Do disable ASLR, run:

echo 0 | sudo tee /proc/sys/kernel/randomize_va_space



To re-enable it (always do this when done) run:

echo 2 | sudo tee /proc/sys/kernel/randomize_va_space



    Next we need to set certain flags when compiling with gcc. We need everything to compile to 32bit, most likely you are working on a 64 bit machine as that is today’s standard, but this book was written when 32 bit machines where the standard. This can be set using the “-m32” flag. Next we want to make sure that it can be debugged with gdb and the assembly is nice to read, so we use the flags: “ -g -masm=intel”. And finally we want to do our best ignoring/bypassing the ***stack mashing detected*** warnings, so we use various flags to help avoid this. I created a simple shell script that does this automatically called vc (short for Vulnerable Compiler). Here is the script:

#!/usr/bin/sh

gcc -m32 -g -masm=intel -fno-asynchronous-unwind-tables \
        -z execstack -fno-delete-null-pointer-checks \
        -fno-exceptions -fno-stack-protector "$1"

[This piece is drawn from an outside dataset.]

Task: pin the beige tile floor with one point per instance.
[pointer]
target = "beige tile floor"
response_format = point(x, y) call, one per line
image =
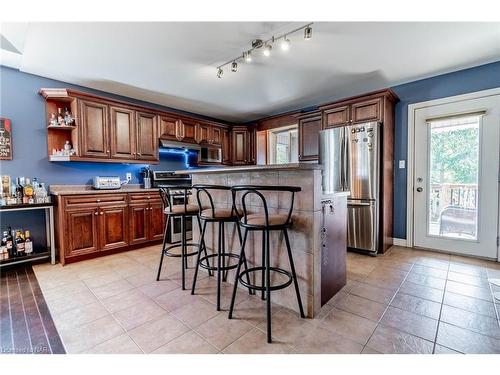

Just make the script executable, and can very easily compile the code with all of the flags set:

chmod +x vc
./vc program.c
./a.out


    So does this work with the buffer overflows in the book? Yes, but not 100% the same. The examples in the book require the user to overflow the program by inputting 30 ‘A’ characters, but this just causes a segmentation fault. The programs: auth_overflow.c and auth_overflow2.c, both expect 16 characters, and I found that anything 17-23 characters long works. This is what I mean:

$ ./a.out AAAAAAAAAAAAAAAAAAAAAAAAAAAAAA

Segmentation fault (core dumped)

$ ./a.out AAAAAAAAAAAAAAAAAAAA

-=-=-=-=-=-=-=-=-=-=-=-=-=-
         Access Granted.
-=-=-=-=-=-=-=-=-=-=-=-=-=-

    So this works for the buffer overflows I have attempted so far, I am not sure if there are more in the book as I am reading it front to back. This did not work with exlpoit_notesearch.c so it is a hit or a miss, but I find doing things this way helps me get more accustomed to exploitation of modern day machines, as the concepts are still there. Even if this book is old, the attacks will always be relevant in computers. Hope this helps someone out there, cheers.